Websites and APIs on Render are unavailable due to Cloudflare network errors
Incident Report for Render
Postmortem

Summary

Render uses Cloudflare to offer DDoS protection to all web services and as a CDN provider for static sites. A configuration change made by Cloudflare triggered a bug in Cloudflare systems, causing all Render web services and static sites to respond with a 500 HTTP error between 2023-08-11 4:00 UTC and 2023-08-11 5:26 UTC. Service was restored after Cloudflare reverted the change.

Impact

Between 4:00 UTC and 5:26 UTC, all HTTP traffic to web services and static sites hosted on Render received a Cloudflare Internal Server Error (HTTP error code 500). Traffic to render.com and dashboard.render.com was also impacted.

Root Cause

Render uses Cloudflare for DDoS protection for all HTTP services, and as a CDN for static sites. All requests to Render are therefore proxied through the closest Cloudflare data center. At 2023-08-11 4:00 UTC, Cloudflare added a rule to place an interstitial page in front of a specific Render-hosted website in response to a verified report of phishing. The application of this rule triggered a bug in the Cloudflare request processing engine, which resulted in all Render services, our dashboard, and render.com returning HTTP 500 errors.

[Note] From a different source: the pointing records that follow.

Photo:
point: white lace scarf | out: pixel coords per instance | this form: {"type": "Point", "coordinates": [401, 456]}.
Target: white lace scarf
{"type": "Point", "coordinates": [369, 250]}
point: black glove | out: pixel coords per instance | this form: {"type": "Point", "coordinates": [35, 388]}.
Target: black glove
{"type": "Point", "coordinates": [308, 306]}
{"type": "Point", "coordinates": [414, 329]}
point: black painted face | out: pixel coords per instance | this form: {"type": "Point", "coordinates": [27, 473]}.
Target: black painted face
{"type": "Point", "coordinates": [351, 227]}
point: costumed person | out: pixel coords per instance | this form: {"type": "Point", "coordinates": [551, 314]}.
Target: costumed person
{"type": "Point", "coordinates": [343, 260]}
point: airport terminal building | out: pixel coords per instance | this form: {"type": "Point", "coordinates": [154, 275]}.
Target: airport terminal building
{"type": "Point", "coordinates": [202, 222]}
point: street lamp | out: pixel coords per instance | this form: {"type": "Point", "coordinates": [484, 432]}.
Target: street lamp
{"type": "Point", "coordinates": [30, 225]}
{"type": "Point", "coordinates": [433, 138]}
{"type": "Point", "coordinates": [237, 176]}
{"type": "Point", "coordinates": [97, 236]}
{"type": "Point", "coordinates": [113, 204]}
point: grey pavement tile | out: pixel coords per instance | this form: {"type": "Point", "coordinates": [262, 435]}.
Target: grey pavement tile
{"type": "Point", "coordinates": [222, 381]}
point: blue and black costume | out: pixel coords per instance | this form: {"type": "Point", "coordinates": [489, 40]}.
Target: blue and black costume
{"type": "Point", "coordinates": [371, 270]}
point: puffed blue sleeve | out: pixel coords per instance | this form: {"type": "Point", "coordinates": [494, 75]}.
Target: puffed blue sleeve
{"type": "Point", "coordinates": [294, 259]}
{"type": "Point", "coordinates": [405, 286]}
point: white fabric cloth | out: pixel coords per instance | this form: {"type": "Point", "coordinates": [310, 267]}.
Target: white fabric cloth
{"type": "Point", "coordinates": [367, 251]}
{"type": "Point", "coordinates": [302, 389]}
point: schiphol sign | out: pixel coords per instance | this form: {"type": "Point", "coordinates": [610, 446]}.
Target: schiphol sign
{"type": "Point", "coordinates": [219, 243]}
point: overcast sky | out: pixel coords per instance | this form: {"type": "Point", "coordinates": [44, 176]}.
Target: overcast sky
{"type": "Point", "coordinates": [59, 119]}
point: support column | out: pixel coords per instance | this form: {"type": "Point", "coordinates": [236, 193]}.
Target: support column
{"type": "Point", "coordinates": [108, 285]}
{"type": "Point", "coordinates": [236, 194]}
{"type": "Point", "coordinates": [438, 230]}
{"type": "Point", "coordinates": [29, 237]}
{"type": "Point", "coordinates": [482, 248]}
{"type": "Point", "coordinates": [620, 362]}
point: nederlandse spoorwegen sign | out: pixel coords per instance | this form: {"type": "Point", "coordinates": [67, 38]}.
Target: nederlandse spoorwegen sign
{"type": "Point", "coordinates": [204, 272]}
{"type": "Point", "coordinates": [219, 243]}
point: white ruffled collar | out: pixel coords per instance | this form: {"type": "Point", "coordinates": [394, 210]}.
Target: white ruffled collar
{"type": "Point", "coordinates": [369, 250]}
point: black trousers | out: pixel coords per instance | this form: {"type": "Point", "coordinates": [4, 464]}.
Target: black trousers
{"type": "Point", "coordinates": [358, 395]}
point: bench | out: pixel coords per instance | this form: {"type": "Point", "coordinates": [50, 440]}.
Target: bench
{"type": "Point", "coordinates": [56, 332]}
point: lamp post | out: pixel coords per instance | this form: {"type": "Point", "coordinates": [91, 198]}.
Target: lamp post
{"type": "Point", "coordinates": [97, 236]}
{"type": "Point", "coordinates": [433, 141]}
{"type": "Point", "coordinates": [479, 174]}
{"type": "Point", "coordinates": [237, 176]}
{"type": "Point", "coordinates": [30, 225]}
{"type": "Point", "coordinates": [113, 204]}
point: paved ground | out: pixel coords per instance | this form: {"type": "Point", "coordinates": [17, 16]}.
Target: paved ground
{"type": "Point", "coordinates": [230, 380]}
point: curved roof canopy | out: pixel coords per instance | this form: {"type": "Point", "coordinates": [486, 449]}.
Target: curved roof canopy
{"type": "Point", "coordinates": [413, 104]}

Render's automated alerting brought the issue to our attention at 2023-08-11 4:01 UTC, and we responded by escalating the issue to Cloudflare and opening a public incident at 4:05. Given the severe and extensive impact of the outage, we coordinated with several members of the Cloudflare team while also investigating several options to restore services as quickly as possible. One of these investigations explored ways to temporarily circumvent Cloudflare's network to serve requests directly from Render's origin servers. We were able to deploy a working solution for dashboard.render.com at 5:03 UTC; this solution was manual and specific to the dashboard.render.com subdomain. We also began investigating ways to roll this solution out more broadly with customer assistance that would have involved updating their DNS records. Cloudflare identified the issue and rolled back the triggering rule at 5:26 UTC.

Mitigations

Completed

  • Over the last week, Render's engineering team worked closely with Cloudflare support and engineering teams to discuss near-term mitigations and longer-term solutions.
  • Cloudflare rolled back the original change and added validation to prevent this bug in the future.

Planned

  • Render will automate and test mechanisms to temporarily route HTTP requests directly to Render in similarly extreme cases.
  • Render will investigate provider redundancy options to enable faster failure recovery.
  • In their RCA, Cloudflare shared additional recommended mitigations for their systems. We will continue to work together to put these in place.
Posted Aug 18, 2023 - 23:01 UTC

Resolved
Service has been fully restored.
Posted Aug 11, 2023 - 05:49 UTC
Monitoring
Cloudflare has implemented a fix and we're monitoring.
Posted Aug 11, 2023 - 05:37 UTC
Identified
We are working with the Cloudflare team to determine a fix. We're separately also looking into ways you can bypass Cloudflare for your Render services.
Posted Aug 11, 2023 - 05:12 UTC
Update
We're working with the Cloudflare team to restore access. You can also follow https://www.cloudflarestatus.com for updates.
Posted Aug 11, 2023 - 04:33 UTC
Update
We are continuing to investigate this issue.
Posted Aug 11, 2023 - 04:07 UTC
Investigating
We are in touch with the Cloudflare team and investigating.
Posted Aug 11, 2023 - 04:06 UTC
This incident affected: Render Dashboard, Render Website, Render API, and Static Sites.